Thursday, August 30, 2007

Book on Attachment



Parenting from the Inside Out
by Daniel Siegel and Mary Hartzell is a wonderful book. The work I do with parents when they first come in is often focused on the very practical, how to cope or improve specific interactions and try out some potential solutionns to common workaday parenting challenges from dealing with sibling rivalry to problem solving how to chisel out some time and pull off family meals more regularly. Parenting From the Inside Out gets at the deeper level in parenting that in my work with clients often begins a few sessions into our work. Rather than covering ways to handle the daily parenting challenges or even connection strategies, this book gets to the core of our relationships as parents to the bond that we have with our child, attachment.

For those who are less inclined to want to hear a lot about research behind Siegel's work, like he covers in The Developing Mind, Parenting From the Inside Out is a gem of a book to learn about how the attachment between parent and child works and how our attachment with our child is deeply affected by how we've made sense of our own attachment to our parents.

Here is one fascinating fact from the book. We can tell a lot just by hearing what a parent has to say about what their childhood was like with their own parents. Before a child is born, or even conceived, based on how the mother tells the story of her attachment with her parents we can predict with a good deal of accuracy what sort of attachment she will have with her child to be! Here is the clencher. Even if you've had a difficult childhood, a poor attachment with your own parent, that is not what in the end determines how well you'll be able to attach with your child. Instead it is how well you've been able to make sense of the experiences you had as a child that is associated with how well you'll bond with your child.

A couple examples are helpful with this. Parents who form insecure attachments with their children will often dismiss the importance of parent-child relationships, and they tend to have very inaccurate understandings of what their own relationship with their parent was like. One way that this can show up is that when asked about his relationship with his mother, a father might make a sweeping positive statement, "She was a great parent." But when asked for examples of this, he can only make vague statements, or he might even make statements that actually would better support a statement that the relationship was not very close.

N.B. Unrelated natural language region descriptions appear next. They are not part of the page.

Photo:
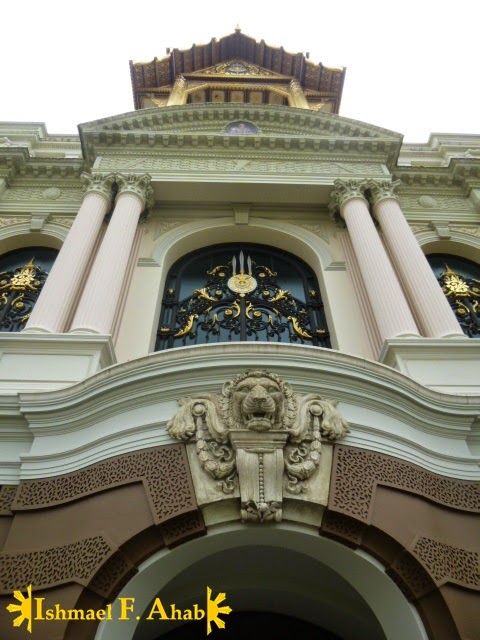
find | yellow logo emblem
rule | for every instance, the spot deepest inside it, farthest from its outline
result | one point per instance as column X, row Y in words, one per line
column 24, row 609
column 28, row 605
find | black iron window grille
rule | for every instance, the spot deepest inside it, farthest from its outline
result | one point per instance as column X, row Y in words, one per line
column 22, row 276
column 241, row 293
column 460, row 282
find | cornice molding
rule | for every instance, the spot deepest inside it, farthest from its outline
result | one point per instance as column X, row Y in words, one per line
column 280, row 128
column 461, row 172
column 18, row 163
column 421, row 422
column 381, row 190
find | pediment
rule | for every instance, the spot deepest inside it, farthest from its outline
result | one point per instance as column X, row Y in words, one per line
column 214, row 120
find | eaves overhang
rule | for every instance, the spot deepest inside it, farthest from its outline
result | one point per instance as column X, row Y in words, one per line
column 202, row 128
column 159, row 72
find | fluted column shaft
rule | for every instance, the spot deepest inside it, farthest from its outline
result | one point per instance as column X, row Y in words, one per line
column 432, row 310
column 61, row 289
column 388, row 302
column 98, row 305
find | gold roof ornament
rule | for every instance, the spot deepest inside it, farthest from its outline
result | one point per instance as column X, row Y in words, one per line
column 239, row 57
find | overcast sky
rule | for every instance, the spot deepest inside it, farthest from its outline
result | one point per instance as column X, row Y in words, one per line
column 412, row 66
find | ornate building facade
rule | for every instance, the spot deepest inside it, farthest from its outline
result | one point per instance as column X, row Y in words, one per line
column 239, row 349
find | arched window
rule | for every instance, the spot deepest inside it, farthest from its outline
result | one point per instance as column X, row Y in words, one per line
column 235, row 292
column 22, row 275
column 460, row 282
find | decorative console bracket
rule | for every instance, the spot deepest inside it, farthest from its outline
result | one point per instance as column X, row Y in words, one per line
column 261, row 435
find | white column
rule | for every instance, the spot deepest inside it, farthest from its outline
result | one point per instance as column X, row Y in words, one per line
column 61, row 289
column 97, row 308
column 432, row 310
column 389, row 305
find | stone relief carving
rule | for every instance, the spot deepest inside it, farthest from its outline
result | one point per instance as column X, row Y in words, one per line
column 7, row 222
column 418, row 228
column 37, row 193
column 319, row 230
column 442, row 203
column 356, row 473
column 447, row 563
column 471, row 231
column 167, row 224
column 52, row 193
column 232, row 165
column 167, row 499
column 64, row 222
column 74, row 562
column 258, row 433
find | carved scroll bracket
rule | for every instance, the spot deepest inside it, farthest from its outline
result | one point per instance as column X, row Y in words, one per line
column 259, row 436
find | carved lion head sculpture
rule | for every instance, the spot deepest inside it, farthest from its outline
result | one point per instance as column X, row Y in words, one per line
column 259, row 401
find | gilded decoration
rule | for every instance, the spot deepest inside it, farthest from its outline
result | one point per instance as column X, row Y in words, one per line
column 19, row 291
column 259, row 435
column 237, row 68
column 463, row 295
column 235, row 56
column 241, row 300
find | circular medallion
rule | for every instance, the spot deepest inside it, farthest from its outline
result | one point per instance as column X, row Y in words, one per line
column 242, row 283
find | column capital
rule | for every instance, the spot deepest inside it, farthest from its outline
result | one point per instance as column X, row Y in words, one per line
column 344, row 191
column 383, row 190
column 137, row 185
column 98, row 183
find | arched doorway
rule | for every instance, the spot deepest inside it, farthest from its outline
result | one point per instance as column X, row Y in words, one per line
column 273, row 571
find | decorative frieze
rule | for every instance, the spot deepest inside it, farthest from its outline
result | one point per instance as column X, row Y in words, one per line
column 356, row 474
column 31, row 194
column 63, row 222
column 7, row 221
column 167, row 224
column 447, row 563
column 168, row 499
column 232, row 165
column 74, row 562
column 437, row 203
column 320, row 230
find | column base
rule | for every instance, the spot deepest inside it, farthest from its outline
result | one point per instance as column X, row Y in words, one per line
column 32, row 362
column 449, row 365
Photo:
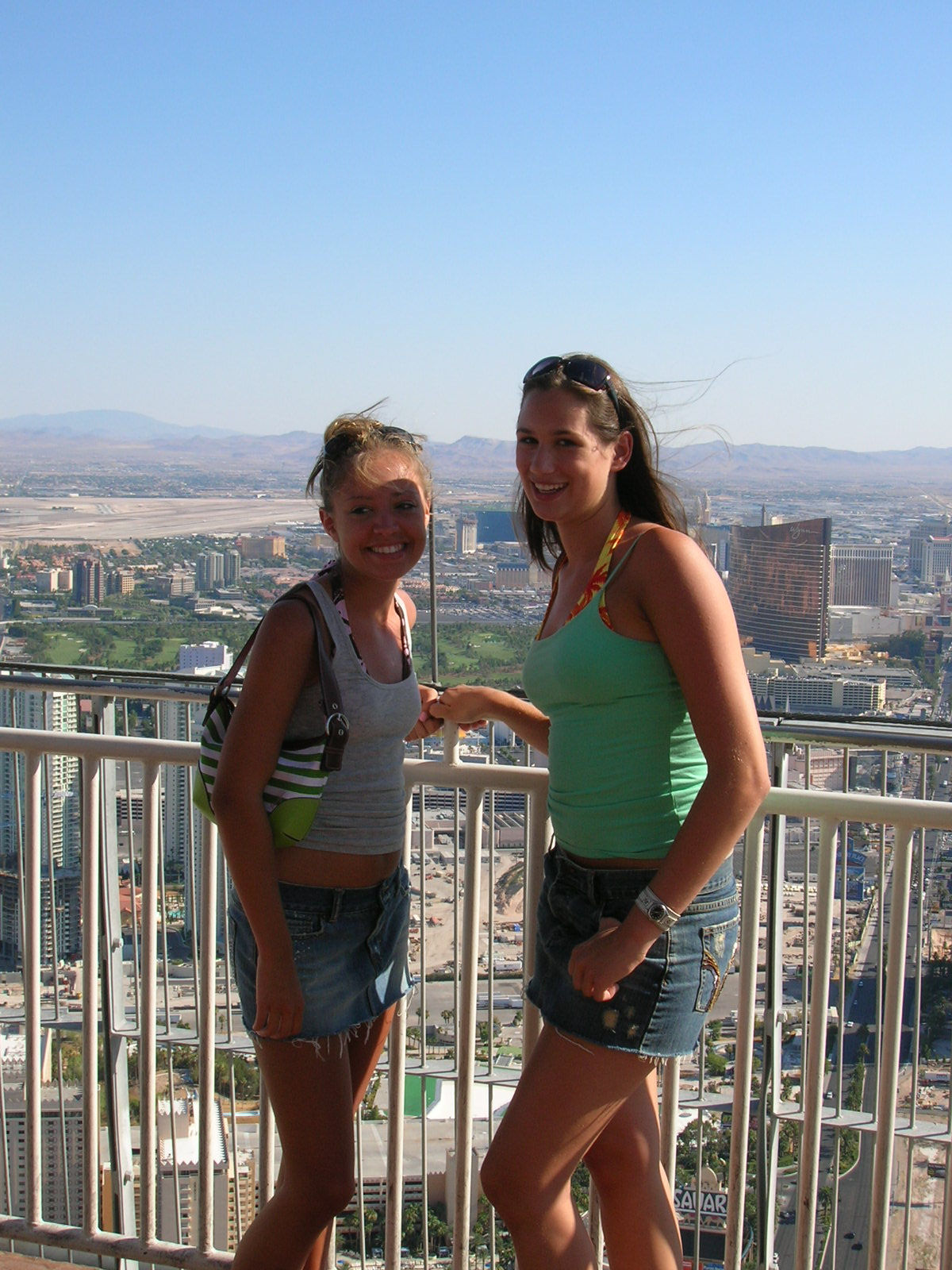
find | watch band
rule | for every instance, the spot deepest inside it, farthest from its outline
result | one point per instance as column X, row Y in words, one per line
column 655, row 910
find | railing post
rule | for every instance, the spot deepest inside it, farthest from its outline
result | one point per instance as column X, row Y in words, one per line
column 207, row 956
column 31, row 987
column 90, row 997
column 113, row 987
column 744, row 1048
column 148, row 1159
column 816, row 1047
column 892, row 1039
column 473, row 874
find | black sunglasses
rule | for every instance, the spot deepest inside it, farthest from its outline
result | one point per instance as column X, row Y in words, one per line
column 584, row 371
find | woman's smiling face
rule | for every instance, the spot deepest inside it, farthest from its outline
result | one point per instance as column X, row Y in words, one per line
column 378, row 516
column 565, row 468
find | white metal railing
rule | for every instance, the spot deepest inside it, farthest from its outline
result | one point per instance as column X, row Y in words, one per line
column 139, row 1241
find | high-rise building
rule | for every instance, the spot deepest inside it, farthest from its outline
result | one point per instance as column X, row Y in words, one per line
column 60, row 1130
column 495, row 526
column 861, row 575
column 937, row 560
column 778, row 584
column 209, row 571
column 933, row 526
column 88, row 581
column 232, row 568
column 206, row 658
column 60, row 827
column 466, row 535
column 267, row 546
column 60, row 926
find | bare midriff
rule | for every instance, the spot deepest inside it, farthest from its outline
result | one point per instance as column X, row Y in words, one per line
column 306, row 868
column 612, row 861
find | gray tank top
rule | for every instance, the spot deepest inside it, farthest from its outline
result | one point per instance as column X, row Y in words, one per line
column 363, row 806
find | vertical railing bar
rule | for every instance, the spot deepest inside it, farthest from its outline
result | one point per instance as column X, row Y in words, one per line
column 919, row 863
column 892, row 1038
column 6, row 1157
column 946, row 1246
column 424, row 1122
column 234, row 1159
column 397, row 1092
column 806, row 978
column 90, row 995
column 881, row 933
column 136, row 956
column 173, row 1138
column 670, row 1087
column 148, row 1047
column 266, row 1146
column 31, row 991
column 816, row 1053
column 19, row 770
column 467, row 1013
column 207, row 1033
column 361, row 1202
column 744, row 1048
column 772, row 1076
column 537, row 836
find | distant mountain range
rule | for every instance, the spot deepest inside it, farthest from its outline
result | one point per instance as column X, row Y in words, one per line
column 118, row 438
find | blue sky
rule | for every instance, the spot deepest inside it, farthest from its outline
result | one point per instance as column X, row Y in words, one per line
column 255, row 216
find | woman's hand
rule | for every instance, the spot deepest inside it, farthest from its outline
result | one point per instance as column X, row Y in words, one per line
column 465, row 706
column 281, row 1003
column 598, row 964
column 425, row 725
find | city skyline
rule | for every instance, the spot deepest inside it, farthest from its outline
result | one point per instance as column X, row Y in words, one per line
column 259, row 222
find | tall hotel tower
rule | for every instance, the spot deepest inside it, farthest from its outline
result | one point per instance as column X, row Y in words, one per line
column 778, row 584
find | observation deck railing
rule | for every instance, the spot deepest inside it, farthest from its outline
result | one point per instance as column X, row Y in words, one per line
column 150, row 1195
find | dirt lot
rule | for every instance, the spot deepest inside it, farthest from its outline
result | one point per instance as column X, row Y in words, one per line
column 120, row 520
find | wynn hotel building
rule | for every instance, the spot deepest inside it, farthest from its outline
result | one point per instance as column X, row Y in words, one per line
column 778, row 584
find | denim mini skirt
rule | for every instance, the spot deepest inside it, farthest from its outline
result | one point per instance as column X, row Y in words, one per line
column 659, row 1007
column 351, row 952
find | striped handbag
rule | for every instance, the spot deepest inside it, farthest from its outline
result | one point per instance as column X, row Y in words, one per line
column 294, row 791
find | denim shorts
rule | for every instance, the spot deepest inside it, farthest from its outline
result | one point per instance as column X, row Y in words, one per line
column 351, row 952
column 660, row 1006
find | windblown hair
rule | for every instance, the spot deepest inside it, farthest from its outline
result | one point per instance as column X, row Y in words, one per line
column 351, row 440
column 641, row 488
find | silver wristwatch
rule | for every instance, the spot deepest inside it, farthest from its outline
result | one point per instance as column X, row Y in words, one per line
column 655, row 910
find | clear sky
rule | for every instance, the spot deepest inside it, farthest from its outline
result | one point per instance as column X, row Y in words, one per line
column 258, row 215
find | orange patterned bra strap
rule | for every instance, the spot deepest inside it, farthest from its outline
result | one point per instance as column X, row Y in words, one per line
column 601, row 572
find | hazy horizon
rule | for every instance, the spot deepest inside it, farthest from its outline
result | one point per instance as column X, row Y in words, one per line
column 258, row 219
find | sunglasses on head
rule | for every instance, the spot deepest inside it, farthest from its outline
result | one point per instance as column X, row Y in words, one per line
column 584, row 371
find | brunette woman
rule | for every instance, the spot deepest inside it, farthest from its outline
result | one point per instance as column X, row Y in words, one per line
column 321, row 929
column 639, row 696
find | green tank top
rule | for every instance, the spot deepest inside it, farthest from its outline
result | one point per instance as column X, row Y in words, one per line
column 624, row 762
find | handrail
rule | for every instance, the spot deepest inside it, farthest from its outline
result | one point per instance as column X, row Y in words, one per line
column 829, row 808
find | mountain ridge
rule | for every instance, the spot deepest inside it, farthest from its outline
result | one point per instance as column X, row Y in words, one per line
column 122, row 435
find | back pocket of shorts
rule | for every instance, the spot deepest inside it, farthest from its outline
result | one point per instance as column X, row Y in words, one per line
column 717, row 944
column 571, row 908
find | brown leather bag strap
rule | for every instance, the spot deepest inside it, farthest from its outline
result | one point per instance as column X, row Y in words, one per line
column 330, row 691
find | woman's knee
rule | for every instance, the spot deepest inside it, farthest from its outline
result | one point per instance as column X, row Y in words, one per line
column 624, row 1159
column 321, row 1194
column 501, row 1181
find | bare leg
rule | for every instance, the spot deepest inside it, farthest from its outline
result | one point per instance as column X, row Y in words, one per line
column 569, row 1092
column 314, row 1098
column 363, row 1053
column 626, row 1166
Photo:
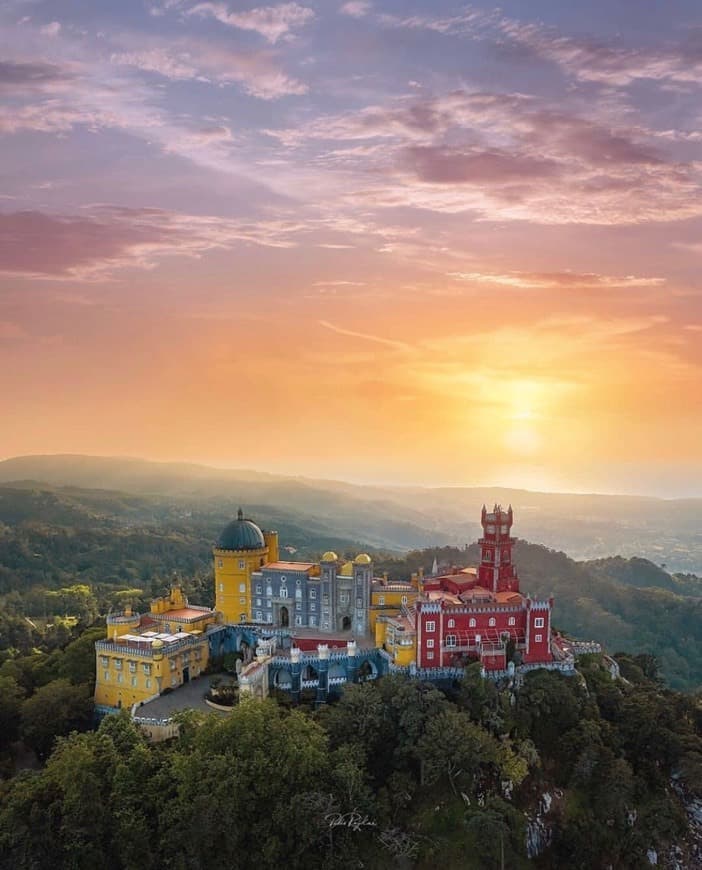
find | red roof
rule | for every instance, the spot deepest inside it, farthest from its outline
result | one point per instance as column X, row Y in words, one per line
column 290, row 566
column 185, row 613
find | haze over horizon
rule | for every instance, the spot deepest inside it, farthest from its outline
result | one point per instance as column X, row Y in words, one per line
column 313, row 475
column 394, row 242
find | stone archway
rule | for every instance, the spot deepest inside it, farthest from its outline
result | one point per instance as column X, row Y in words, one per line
column 282, row 679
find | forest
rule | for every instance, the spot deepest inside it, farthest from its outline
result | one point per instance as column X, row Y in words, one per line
column 581, row 772
column 578, row 772
column 70, row 554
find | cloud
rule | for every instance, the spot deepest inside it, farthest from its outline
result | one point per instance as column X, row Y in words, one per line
column 257, row 71
column 556, row 280
column 51, row 29
column 19, row 76
column 443, row 165
column 356, row 8
column 93, row 245
column 388, row 342
column 594, row 60
column 272, row 22
column 503, row 157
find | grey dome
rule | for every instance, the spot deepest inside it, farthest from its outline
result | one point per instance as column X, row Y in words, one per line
column 241, row 534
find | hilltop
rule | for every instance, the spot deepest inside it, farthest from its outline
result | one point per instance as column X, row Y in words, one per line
column 664, row 531
column 116, row 544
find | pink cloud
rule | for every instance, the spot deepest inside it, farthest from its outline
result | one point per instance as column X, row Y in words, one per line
column 590, row 59
column 257, row 71
column 272, row 22
column 93, row 245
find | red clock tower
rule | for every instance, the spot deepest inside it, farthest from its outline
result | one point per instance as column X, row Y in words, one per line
column 496, row 571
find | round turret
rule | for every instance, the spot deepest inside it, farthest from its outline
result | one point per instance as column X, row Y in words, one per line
column 241, row 534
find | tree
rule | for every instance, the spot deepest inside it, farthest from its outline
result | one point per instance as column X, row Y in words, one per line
column 53, row 711
column 11, row 695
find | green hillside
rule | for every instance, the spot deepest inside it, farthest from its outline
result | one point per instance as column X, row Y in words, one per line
column 121, row 545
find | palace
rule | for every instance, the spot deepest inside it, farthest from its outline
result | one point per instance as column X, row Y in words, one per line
column 426, row 625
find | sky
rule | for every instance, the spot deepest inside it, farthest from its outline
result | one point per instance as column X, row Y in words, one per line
column 398, row 242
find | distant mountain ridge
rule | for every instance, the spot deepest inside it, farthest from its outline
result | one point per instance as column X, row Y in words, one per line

Another way of saying all this is that parents who will have secure attachments with their own children are able to tell a coherent story of what their attachment was like with their parent. Parents who do this even if they had a rocky upbringing have worked through and understood what happened. They also value attachment, rather than dismissing its importance in order to cope with the emotional pain of their past. Parents who have done this are prepared to provide secure base emotionally for their own children.

The wonderful thing about Parenting From the Inside Out is that it actually takes you through exercises to help you take stock of your experience as a child. This is work that often takes place in the context of therapy, or even in other close, supportive relationships, but it can also be helped by self-reflection. This book is a tool to help you do some of that on your own, piece by piece.